По правде говоря, жизнь началась для этого доброго человека в пятьдесят три года. Он никогда не думал о возрасте, а потому не считал себя стариком, впрочем, как и молодым. Внезапный всплеск юношеского задора одновременно и забавлял, и раздражал его. Конечно, он мог бы получить медицинскую награду, не меняя хода своей давно сложившейся жизни. Но это означало бы неизбежную суету и шумиху, всегда вызывавшую у него одну лишь досаду.

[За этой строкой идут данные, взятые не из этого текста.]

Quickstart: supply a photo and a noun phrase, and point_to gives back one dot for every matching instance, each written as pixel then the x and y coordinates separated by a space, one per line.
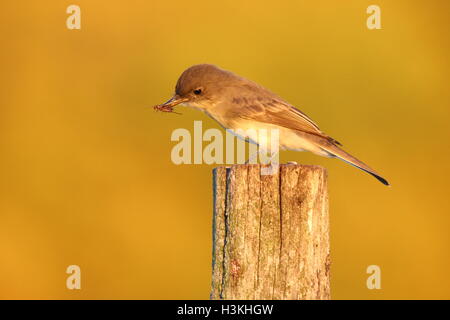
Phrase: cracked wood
pixel 270 233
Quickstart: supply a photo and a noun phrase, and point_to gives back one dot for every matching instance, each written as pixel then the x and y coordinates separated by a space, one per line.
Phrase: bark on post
pixel 270 233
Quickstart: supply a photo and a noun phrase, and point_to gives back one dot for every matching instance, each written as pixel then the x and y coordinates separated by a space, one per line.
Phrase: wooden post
pixel 270 233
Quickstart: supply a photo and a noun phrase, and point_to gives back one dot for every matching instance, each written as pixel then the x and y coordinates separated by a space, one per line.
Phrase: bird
pixel 237 103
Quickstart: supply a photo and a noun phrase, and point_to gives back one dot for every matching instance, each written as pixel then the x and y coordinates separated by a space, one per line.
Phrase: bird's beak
pixel 175 100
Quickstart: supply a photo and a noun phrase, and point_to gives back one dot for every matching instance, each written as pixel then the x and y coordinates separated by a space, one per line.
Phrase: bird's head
pixel 200 86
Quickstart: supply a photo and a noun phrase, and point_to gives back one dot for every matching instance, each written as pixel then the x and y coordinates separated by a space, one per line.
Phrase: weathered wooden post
pixel 270 233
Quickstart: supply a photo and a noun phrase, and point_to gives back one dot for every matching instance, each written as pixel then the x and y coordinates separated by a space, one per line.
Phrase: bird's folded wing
pixel 280 113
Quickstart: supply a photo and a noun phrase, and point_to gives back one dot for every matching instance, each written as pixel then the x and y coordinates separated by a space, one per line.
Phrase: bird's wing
pixel 275 111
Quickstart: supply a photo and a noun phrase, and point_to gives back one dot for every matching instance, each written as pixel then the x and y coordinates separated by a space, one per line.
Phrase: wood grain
pixel 270 233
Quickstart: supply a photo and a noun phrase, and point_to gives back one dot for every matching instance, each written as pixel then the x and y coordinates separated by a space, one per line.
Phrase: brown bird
pixel 240 104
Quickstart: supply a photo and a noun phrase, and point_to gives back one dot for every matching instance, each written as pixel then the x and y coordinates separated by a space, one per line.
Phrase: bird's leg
pixel 274 165
pixel 252 157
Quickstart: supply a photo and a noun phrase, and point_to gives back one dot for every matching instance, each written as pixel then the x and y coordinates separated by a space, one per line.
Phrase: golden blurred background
pixel 86 175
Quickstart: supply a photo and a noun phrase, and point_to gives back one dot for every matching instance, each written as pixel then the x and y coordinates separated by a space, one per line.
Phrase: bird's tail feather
pixel 335 151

Интервью для прессы, приглашения на конференции и прочие торжественные заседания, присуждения почетных степеней… И он, по обыкновению, предпочел равнодушно отмахнуться. Доктор даже не поехал в Стокгольм, хотя его известили о награде еще прошлой осенью. Новое исследование без остатка поглощало все его время и внимание, поэтому май застал его в Нью-Йорке, а точнее, в его детище и империи — Онкологическом институте.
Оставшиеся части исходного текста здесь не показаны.